In these partisan times, particularly a week that includes Election Day and Veteran’s Day, students may benefit from thinking about the United States and its symbols from multiple perspectives. This presents an opportunity to practice historical thinking. Last week’s Twitter #whapchat focused on difficult topics.
A3, part 2.
As much as possible I focus on analysis and interpretation, as opposed to opinion, in #whapchat .
As youngsters Ss learn the difference between fact and opinion. Now that they’re older, I want them to move beyond this facile dichotomy.
— Eric Beckman (@ERBeckman) November 9, 2018
Flag and anthem etiquette are currently very hot, and perhaps difficult, topics. A few years ago–before Ferguson, athletes taking a knee, and my reading of Internal Enemy–I put together a short lesson encouraging students to think historically about the various ways in which the American flag has been seen. I used this lesson with US History classes to discuss national symbols and with World History classes to discuss contextualization. It may be time to bring it back.
NB: this lesson is not politically correct, a phrase which I use broadly and literally. The American flag has not meant freedom for all Americans, not to mention all people, in all situations; in fact, sometimes seeing it signaled the opposite. But, neither is the opposite the case.

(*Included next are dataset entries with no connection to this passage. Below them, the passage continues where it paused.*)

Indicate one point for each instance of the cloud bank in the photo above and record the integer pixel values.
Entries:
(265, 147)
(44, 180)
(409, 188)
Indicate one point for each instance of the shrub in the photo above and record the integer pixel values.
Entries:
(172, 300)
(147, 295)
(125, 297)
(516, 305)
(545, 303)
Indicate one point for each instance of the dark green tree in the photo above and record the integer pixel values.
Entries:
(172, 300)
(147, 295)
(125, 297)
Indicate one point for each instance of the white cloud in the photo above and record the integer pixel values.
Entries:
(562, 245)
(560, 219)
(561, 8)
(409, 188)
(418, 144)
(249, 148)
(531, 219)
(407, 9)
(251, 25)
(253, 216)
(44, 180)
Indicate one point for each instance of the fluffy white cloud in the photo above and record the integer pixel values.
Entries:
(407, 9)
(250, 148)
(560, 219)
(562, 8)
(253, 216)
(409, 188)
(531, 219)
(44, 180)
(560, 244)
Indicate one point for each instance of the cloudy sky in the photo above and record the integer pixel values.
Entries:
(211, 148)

This lesson can open space for students with varied points of view to discuss the flag and the anthem. Some of my students come from families with deep reverence for symbols of the United States, while others are from families that are understandably skeptical that the freedoms others see in these symbols were and are operative for people like them. Moreover, it is hardly a binary. Some are conflicted, many already see nuance. Educators should encourage all students to embrace complexity over simplicity in order to help them to understand how context shapes the points of view of others.
In the lesson students first consider the “Star-Spangled Banner” in its own context as a poem and then a song. At a minimum I want students to see how the eponymous star-spangled banner would have been a literal sign of freedom for some, but a signifier of slavery for others. From there the lesson draws students attention to other situations, such as the Battle of Gettysburg and the Trail of Tears, in which people would have viewed American flags in a variety of contexts. The listed events relate to my interests at the time I wrote it, when I was teaching mostly US History and reading a lot about slavery, the Civil War and Reconstruction. Event A is from one of the personal narratives in A Slave No More, for instance, and Event B reflects my context as a teacher in Minnesota. In fact, the speaker at my school’s Veterans’ Day Assembly on Friday, an alumnus currently serving in the Army National Guard, referred to the sacrifice of the first Minnesota. The lesson is endlessly adaptable, and I would love to hear from teachers who have students consider additional contexts.